June, Friday 14, 2024

Founder of Russia's equivalent to Google decides to leave Russia


vFnAeqC3Z1feiNN.png

Yandex, often referred to as "Russia's Google," has announced that it will withdraw from Russia. Its parent company, based in the Netherlands, sold its Russian operations for 475 billion roubles ($5.2bn; £4.2bn), which is considerably less than its estimated market value. This sale means that Yandex's Russian business is now fully owned by Russian entities. The company has been accused in the past of concealing information about the war in Ukraine from the Russian public. The deal has been welcomed by Moscow, with the company stating that it was the result of extensive planning and negotiation over an 18-month period. Anton Gorelkin, the deputy head of the Russian parliament's committee on information policy, expressed satisfaction with the deal, stating that it was what they had hoped for years ago when Yandex faced the threat of being taken over by Western IT giants. He added that Yandex is an asset of the entire Russian society.
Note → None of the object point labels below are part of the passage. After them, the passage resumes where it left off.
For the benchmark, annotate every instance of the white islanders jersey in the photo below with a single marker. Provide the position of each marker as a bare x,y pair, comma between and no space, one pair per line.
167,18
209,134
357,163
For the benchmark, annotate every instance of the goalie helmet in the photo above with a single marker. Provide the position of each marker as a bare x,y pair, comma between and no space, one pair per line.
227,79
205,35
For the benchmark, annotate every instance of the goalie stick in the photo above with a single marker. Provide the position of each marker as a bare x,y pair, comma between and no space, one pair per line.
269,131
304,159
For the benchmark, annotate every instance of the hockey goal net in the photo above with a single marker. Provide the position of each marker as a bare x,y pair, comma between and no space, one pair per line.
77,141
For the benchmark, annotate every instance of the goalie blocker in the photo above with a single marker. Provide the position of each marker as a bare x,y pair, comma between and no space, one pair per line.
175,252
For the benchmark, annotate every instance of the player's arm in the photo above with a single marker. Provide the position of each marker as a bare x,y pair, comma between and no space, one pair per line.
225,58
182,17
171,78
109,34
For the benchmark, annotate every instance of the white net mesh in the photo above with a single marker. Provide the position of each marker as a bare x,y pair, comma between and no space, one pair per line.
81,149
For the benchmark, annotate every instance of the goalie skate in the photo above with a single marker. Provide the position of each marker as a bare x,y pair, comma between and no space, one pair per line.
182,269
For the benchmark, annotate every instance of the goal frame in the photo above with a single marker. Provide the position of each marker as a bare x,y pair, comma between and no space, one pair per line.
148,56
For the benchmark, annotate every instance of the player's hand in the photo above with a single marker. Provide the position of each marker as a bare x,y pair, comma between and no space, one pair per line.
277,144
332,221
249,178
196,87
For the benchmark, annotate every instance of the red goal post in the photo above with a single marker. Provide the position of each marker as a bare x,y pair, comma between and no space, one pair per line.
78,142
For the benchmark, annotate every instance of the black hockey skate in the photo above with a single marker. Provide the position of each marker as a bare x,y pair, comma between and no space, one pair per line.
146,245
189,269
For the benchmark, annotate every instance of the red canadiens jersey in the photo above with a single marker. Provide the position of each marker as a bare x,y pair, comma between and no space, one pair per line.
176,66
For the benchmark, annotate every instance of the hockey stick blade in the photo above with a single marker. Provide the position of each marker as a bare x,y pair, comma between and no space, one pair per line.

Established during the dotcom boom in the late 1990s, Yandex has developed its own search engine, mapping, advertising, taxi, and food delivery businesses. The $5.2bn deal is significantly lower than Yandex's market value, which was estimated to be nearly $30bn in 2021. Since Russia's invasion of Ukraine, many foreign-owned businesses have left the country, often selling assets at unfavorable terms. Russian President Vladimir Putin has also ordered the seizure of assets belonging to Western brands such as Danone and Carlsberg. Yandex's co-founder, Arkady Volozh, is one of the few high-profile Russian businessmen to have publicly spoken out against Russia's invasion of Ukraine. He left the company in 2022. Both the company and Volozh have faced sanctions imposed by the European Union, which accused Yandex of promoting Russian state media and narratives while suppressing content critical of the Kremlin and its aggression in Ukraine. Volozh is seeking to have these sanctions removed through a European Union court, stating that he was never close to President Vladimir Putin. To comply with the Russian government's content requirements, Yandex sold some of its online resources to state-controlled rival VK in late 2022. Despite branding itself as independent, experiments conducted by BBC Monitoring in 2022 revealed that Yandex's search results failed to report Russian atrocities committed in the Ukrainian city of Bucha.